Whenever the seasons start to change, I think about what, and who I need to let go. Relationships take work, and it can be a challenge to figure out and establish relationships norms. Sometimes, you have to make a decision to let someone go, and to no longer be a part of your life.
How do you know when it’s time to let someone go (friends, romantic partners, etc. )
1. It doesn’t feel good to be in their physical presence. You feel discouraged, unhappy, anxious, stressed, etc. in their presence. The vibe or the feeling that you get is probably strong. It may also be evident when your feelings change immediately before engaging with the person.
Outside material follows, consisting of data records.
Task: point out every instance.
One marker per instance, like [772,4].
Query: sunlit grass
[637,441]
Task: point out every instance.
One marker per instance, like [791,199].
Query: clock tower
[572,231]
2. The individual is the common denominator of “mess” “stress” or drama in their own & potentially in your life. Generally there is a pattern of behavior that keeps being repeated over, and over, with different people.
3. The person is verbally, emotionally, spiritually or physically abusive to you. This could also include manipulation. Abuse of any kind is not acceptable. Take the necessary steps to ensure your safety and security, and seek healing if you have been abused.
4. You’ve attempted to help the person & they are not heeding your advice (or the advice of others). You do not have the capacity or the responsibility to help everyone, especially those who are unwilling to change or make adjustments.
5. The person is a “suicide bomber” who doesn’t have anything to lose or care for. They are destructive & volatile & its only a matter of time before they destroy you or things that you care about. Be careful with people who are willing to do anything to hurt or harm others. That same venom could eventually be turned on you.
6. The person doesn’t respect the boundaries that you’ve established. They call or text when you’ve asked them not to. They share confidential information with others. Express your desires and your feelings, and if someone doesn’t respect that, it may be time to let them go.
7. The relationship is one sided. You seem to be the only person investing in the relationship or friendship. You feel used, depleted or taken for granted.
8. Other people that you love & that love you express concern or notice red flags and it may be more than just one person in your life. EVERYBODY in your family isn’t crazy, or “hating.” People that love you may pick up on things you can’t see. Especially if you are “blinded” by love.
9. The person is regularly dishonest with you, so the trust has eroded, and non existent. Trust is the foundation of any healthy relationship. Once trust is violated, it requires great care to rebuild it.
10. When you think about the future, you envision yourself and your life better without this other person. Close your eyes and imagine your future. Do you have positive or negative feelings when you consider the other person’s role in your future?